Related
I have a SQL table with a datetime field. The field in question can be null. I have a query and I want the results sorted ascendingly by the datetime field, however I want rows where the datetime field is null at the end of the list, not at the beginning.
Is there a simple way to accomplish that?
select MyDate
from MyTable
order by case when MyDate is null then 1 else 0 end, MyDate
(A "bit" late, but this hasn't been mentioned at all)
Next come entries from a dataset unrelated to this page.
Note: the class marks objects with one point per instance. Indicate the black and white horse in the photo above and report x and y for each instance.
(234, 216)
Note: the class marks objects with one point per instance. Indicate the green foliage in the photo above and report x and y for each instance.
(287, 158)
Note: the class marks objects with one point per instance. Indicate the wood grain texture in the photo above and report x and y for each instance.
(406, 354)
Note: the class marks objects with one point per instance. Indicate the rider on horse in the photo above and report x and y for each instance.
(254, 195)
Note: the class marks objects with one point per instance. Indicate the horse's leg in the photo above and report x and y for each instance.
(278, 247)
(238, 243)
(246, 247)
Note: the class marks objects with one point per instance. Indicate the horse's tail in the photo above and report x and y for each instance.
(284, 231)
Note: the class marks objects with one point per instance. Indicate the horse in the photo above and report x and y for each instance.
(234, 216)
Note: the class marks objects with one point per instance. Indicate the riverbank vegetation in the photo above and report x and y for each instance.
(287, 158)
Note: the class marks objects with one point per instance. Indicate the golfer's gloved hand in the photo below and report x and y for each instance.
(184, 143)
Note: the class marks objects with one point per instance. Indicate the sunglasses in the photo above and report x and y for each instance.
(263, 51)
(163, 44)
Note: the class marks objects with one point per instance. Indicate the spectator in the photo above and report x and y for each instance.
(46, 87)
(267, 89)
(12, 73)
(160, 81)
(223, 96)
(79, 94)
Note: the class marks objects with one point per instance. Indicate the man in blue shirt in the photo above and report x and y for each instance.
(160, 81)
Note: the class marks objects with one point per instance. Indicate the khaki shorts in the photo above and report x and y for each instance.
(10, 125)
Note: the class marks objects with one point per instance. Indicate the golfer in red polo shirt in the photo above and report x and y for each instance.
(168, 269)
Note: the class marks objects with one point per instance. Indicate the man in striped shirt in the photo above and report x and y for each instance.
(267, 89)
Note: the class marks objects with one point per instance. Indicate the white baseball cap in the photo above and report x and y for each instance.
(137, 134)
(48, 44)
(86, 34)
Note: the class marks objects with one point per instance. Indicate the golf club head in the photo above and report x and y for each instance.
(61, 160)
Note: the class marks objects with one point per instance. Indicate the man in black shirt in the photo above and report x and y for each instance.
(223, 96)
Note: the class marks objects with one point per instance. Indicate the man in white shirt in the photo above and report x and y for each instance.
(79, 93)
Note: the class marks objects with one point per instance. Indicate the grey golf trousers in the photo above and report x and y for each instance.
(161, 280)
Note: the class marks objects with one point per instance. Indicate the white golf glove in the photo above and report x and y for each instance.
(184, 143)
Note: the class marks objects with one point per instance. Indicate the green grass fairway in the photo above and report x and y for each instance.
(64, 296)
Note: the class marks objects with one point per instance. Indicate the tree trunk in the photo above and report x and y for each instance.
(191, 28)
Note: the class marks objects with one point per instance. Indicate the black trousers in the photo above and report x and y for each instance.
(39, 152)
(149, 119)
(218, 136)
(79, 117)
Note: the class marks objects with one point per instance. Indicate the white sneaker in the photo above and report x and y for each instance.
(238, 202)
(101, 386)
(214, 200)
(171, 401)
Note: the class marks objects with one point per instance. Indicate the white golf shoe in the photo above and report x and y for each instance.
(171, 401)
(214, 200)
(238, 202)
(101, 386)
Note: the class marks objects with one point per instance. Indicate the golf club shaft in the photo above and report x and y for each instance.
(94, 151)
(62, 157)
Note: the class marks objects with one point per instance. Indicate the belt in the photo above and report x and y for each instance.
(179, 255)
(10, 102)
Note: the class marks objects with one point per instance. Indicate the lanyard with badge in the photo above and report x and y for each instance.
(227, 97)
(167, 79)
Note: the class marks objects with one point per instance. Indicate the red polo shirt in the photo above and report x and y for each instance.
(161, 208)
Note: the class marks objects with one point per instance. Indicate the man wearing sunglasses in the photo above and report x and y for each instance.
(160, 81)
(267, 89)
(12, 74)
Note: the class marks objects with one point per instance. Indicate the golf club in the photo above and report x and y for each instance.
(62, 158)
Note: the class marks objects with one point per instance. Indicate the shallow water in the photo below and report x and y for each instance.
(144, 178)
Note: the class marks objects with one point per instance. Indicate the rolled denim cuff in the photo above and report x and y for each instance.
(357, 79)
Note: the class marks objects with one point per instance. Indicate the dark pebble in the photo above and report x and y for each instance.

You didn't specify your DBMS.
In standard SQL (and most modern DBMS like Oracle, PostgreSQL, DB2, Firebird, Apache Derby, HSQLDB and H2) you can specify NULLS LAST or NULLS FIRST:
Use NULLS LAST to sort them to the end:
select *
from some_table
order by some_column DESC NULLS LAST
I also just stumbled across this and the following seems to do the trick for me, on MySQL and PostgreSQL:
ORDER BY date IS NULL, date DESC
as found at https://stackoverflow.com/a/7055259/496209
If your engine allows ORDER BY x IS NULL, x or ORDER BY x NULLS LAST use that. But if it doesn't these might help:
If you're sorting by a numeric type you can do this: (Borrowing the schema from another answer.)
SELECT *
FROM Employees
ORDER BY ISNULL(DepartmentId*0,1), DepartmentId;
Any non-null number becomes 0, and nulls become 1, which sorts nulls last because 0 < 1.
You can also do this for strings:
SELECT *
FROM Employees
ORDER BY ISNULL(LEFT(LastName,0),'a'), LastName
Any non-null string becomes '', and nulls become 'a', which sorts nulls last because '' < 'a'.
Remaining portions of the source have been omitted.